In his landmark bestseller book Good to Great, Jim Collins lays out the now-famous hedgehog principle. It’s the idea that everyone, every organization, has a “sweet spot” that serves as the intersection of three circles.

Many organizations spend lots of energy chasing too many ideas and initiatives. The great ones know how to say “no” to the good stuff and focus on the ONE thing they’re really great at. (Dashboard Groupcraft is an entire consulting practice built around this simple idea.)

It’s powerful, it works, but it’s hard to execute.

If you’re a church communicator reading this, you may conclude, “That’s for businesses. In the church world, we’re not about ‘economic engines’ or profits; we have to serve many different people in many different ways.” Does this mean that there is no place for focused strengths within a church? Sadly, in fact, many church communicators’ programs suffer from a severe lack of focus. The results are lackluster–that is, if they even measure results at all.
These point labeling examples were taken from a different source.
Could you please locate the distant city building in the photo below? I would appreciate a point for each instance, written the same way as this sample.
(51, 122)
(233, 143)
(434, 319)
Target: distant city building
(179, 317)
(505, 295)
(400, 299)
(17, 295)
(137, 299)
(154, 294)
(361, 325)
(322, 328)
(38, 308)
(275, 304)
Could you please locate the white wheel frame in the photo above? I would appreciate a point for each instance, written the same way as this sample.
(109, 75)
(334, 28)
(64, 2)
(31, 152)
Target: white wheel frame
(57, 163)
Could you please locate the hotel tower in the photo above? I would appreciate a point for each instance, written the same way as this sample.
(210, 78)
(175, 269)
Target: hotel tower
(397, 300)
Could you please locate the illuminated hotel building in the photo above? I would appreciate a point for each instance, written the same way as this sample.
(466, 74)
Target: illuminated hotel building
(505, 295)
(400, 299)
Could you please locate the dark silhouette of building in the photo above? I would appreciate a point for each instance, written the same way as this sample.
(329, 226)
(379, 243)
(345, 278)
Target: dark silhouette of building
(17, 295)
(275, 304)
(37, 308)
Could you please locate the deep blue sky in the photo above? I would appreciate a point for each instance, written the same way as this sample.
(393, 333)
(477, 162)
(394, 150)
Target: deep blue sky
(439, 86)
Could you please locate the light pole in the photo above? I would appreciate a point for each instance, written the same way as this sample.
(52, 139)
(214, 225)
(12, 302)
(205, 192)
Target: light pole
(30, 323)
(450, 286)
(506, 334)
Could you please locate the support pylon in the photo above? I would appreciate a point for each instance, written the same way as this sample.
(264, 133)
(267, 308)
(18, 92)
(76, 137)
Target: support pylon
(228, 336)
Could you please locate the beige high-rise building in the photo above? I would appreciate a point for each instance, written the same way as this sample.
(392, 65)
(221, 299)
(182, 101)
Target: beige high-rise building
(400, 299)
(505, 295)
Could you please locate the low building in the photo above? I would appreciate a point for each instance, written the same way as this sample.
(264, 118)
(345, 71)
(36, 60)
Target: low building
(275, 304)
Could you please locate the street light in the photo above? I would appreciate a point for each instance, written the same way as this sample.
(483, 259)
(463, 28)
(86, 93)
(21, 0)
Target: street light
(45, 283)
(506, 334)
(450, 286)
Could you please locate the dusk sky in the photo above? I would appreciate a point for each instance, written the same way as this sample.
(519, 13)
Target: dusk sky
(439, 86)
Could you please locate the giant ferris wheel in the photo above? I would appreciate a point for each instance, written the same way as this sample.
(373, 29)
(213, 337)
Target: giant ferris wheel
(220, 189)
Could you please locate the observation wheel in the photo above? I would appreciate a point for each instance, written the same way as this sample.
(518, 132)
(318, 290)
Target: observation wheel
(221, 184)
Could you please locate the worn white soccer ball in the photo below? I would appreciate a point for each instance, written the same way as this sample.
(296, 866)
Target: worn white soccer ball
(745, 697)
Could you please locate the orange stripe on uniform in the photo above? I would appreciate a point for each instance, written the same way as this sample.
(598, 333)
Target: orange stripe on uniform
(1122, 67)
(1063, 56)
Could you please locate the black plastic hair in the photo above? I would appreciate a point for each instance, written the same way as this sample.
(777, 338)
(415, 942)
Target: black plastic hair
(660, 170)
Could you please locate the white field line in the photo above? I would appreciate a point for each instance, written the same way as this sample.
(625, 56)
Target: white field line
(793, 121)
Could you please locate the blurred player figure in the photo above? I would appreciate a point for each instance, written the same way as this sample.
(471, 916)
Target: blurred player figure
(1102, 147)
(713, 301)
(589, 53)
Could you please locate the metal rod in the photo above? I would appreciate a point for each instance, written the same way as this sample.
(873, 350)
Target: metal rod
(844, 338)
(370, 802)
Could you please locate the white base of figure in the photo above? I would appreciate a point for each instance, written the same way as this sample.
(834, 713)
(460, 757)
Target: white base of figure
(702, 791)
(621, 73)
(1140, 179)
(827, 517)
SiteOrganic helps churches across the country with their church Web sites and overall online ministries. Much of their focus is on strategy. In a recent survey, SiteOrganic found that 53% of church Web site managers are operating with no strategy or focus. Another 40% said they had a strategy, but it was imperfect or out-of-date. For these churches, the hedgehog principle yields to the scattershot principle.

Mapping the 3 hedgehog circles to church communications

1. Passion

What is the heart of your church?

It should be clearly stated in the vision statement for the organization. Everyone on the communications team should live and breathe this vision, internalize it, and see it manifest in everything that they do. 

If we’re contemplating a new communications opportunity but it doesn’t clearly map to our vision, then we aren’t doing it.